Turkish singer, actor and director (1945–2025)

Ferdi Tayfur (/tr/; born Ferdi Tayfur Turanbayburt; 15 November 1945 – 2 January 2025) was a Turkish singer, actor, director, songwriter and screenwriter. He was born in the Taşçı neighbourhood of Adana and led a successful career in Arabesque music. The artist, who earned nine golden certifications in total, was renowned for his songs, which he included in motion pictures as well. In the Turkish media, he was commonly known as "Ferdi Baba". Having released more than 30 albums and over 30 films, he founded Ferdifon Records in 1982 and also entered the construction sector in 2009.

== Life and career ==
Tayfur was born in Adana and his father Cumali Bey named him after his favorite voice actor Ferdi Tayfur. His father wanted his son to have a proper education, but after he was murdered when exiting a casino, Tayfur left school and led a life of poverty, with his mother marrying another man after his death. He revealed that he wanted to study but could not do so because of lack of opportunities. In his childhood, he worked as an apprentice in a candy store owned by his stepfather, and there he learned how to read. Tayfur, who later worked on the farm and contributed to the family's income, started singing at weddings during the same years. Later, he participated in Adana Radio's music contest.

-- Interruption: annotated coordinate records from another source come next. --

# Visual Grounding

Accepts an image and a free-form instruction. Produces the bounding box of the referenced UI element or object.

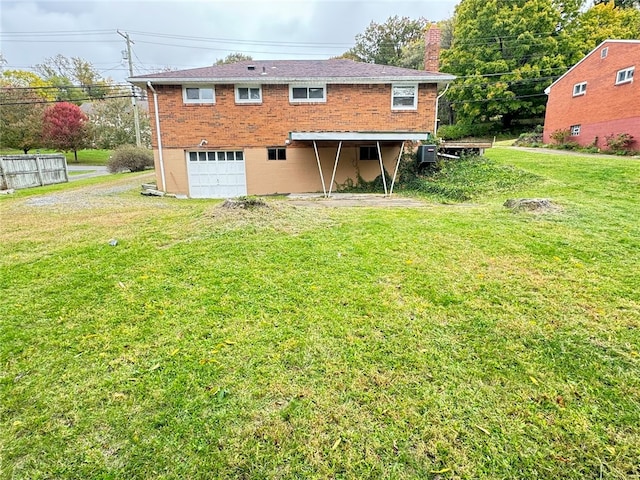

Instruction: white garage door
[187,151,247,198]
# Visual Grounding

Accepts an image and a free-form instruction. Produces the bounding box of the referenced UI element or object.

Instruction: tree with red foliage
[42,102,89,163]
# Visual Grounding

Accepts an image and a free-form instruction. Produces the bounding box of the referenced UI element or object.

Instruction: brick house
[543,40,640,148]
[129,30,454,198]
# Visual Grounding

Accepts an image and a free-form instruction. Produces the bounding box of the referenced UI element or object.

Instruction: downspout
[147,82,167,192]
[433,83,451,138]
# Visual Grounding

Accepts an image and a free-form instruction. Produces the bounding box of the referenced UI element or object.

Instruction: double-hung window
[182,85,216,103]
[289,85,327,103]
[267,147,287,160]
[573,82,587,97]
[391,83,418,110]
[236,85,262,103]
[616,67,636,85]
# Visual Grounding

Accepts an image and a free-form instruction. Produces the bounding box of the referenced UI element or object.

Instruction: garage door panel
[186,151,247,198]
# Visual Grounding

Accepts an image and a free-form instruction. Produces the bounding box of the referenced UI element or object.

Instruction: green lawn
[0,148,640,479]
[0,148,111,165]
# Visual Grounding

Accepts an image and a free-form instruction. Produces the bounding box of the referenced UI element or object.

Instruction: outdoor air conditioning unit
[418,145,438,166]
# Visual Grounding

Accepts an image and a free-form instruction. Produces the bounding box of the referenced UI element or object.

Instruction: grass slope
[0,149,640,479]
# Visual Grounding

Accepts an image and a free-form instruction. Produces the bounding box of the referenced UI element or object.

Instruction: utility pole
[116,30,142,147]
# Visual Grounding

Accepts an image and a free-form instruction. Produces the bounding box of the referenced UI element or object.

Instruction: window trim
[267,147,287,162]
[182,84,216,105]
[616,66,636,85]
[573,82,587,97]
[289,83,327,103]
[391,83,419,111]
[233,83,262,104]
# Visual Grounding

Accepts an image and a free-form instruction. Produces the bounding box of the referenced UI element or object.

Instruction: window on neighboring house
[289,85,327,103]
[391,84,418,110]
[182,86,216,103]
[267,147,287,160]
[360,145,380,160]
[573,82,587,97]
[616,67,636,85]
[189,150,244,162]
[236,85,262,103]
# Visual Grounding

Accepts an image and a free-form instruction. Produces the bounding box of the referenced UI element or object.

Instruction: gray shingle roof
[129,59,455,84]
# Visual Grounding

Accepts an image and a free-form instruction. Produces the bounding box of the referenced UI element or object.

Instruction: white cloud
[0,0,457,80]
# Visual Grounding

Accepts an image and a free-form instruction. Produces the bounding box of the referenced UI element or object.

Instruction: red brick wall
[149,84,436,149]
[544,42,640,148]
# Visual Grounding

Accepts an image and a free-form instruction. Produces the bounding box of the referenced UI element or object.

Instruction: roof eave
[127,74,456,86]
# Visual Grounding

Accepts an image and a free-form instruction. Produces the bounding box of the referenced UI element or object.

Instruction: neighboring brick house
[543,40,640,148]
[129,34,454,198]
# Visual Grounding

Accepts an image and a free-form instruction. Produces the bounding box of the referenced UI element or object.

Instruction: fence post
[35,155,44,187]
[0,157,11,190]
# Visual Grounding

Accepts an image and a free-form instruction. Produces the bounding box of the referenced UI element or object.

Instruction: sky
[0,0,459,82]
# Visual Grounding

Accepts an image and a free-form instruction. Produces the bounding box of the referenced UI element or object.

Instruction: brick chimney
[424,24,442,72]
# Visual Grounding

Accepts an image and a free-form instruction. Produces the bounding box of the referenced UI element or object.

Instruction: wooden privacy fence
[0,153,69,190]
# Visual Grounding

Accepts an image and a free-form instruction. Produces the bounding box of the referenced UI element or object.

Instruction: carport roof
[289,132,431,142]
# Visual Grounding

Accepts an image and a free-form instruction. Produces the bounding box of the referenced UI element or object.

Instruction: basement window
[267,147,287,160]
[182,86,216,103]
[289,85,327,103]
[236,85,262,103]
[391,83,418,110]
[573,82,587,97]
[616,67,636,85]
[360,145,380,160]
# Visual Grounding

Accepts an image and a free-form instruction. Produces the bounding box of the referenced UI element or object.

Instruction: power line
[137,40,340,57]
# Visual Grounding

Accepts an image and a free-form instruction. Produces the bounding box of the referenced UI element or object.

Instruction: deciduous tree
[89,98,151,149]
[0,70,54,153]
[34,54,110,104]
[0,86,44,153]
[442,0,579,127]
[343,15,429,69]
[569,2,640,57]
[42,102,89,162]
[593,0,640,8]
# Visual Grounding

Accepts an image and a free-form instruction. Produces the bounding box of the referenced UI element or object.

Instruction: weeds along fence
[0,153,69,190]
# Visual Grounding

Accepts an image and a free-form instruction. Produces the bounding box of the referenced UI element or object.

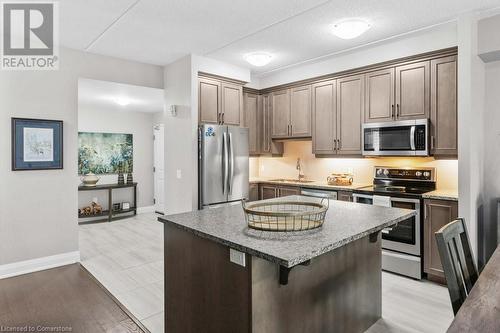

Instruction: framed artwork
[78,132,134,175]
[12,118,63,171]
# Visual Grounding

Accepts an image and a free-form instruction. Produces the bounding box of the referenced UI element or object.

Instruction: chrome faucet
[295,157,306,181]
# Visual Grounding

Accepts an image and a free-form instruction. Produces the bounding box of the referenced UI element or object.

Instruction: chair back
[436,218,478,314]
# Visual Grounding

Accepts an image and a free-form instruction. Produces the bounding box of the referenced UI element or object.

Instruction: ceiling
[78,79,164,113]
[60,0,500,75]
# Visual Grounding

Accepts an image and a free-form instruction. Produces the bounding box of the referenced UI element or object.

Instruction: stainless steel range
[353,167,436,279]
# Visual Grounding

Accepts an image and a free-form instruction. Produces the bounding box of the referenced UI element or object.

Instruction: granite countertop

Tayfur made deals with Seda Plak in 1968 to release two records, but the recordings were not well received. He then went back to Adana to work on the farm. As well, he continued to work on his music career. After a three-year break he released his new record, Huzurum Kalmadı. In 1973, he released Kır Çiçekleri under the label Görsev Plak. In 1974, he released another record Bana Gerçekleri Söyle. In 1975, he signed a new contract with Elenor Plak. After the release of Bırak Şu Gurbeti, he became widely known with the release of his song Çeşme.

=== Music career ===
Tayfur's first album, which included songs written by himself, made a good sale in the years when he started his musical career but due to financial difficulties, he sold two songs to Elenor Plak's proprietor Atilla Alpsakarya who eventually gave them to Gülden Karaböcek. Tayfur continued to publish his records and eventually became widely known with his song "Çeşme", and in 1977 he was cast in a leading role alongside Necla Nazır in a movie with the same title. The film was watched by 12 million people at the time.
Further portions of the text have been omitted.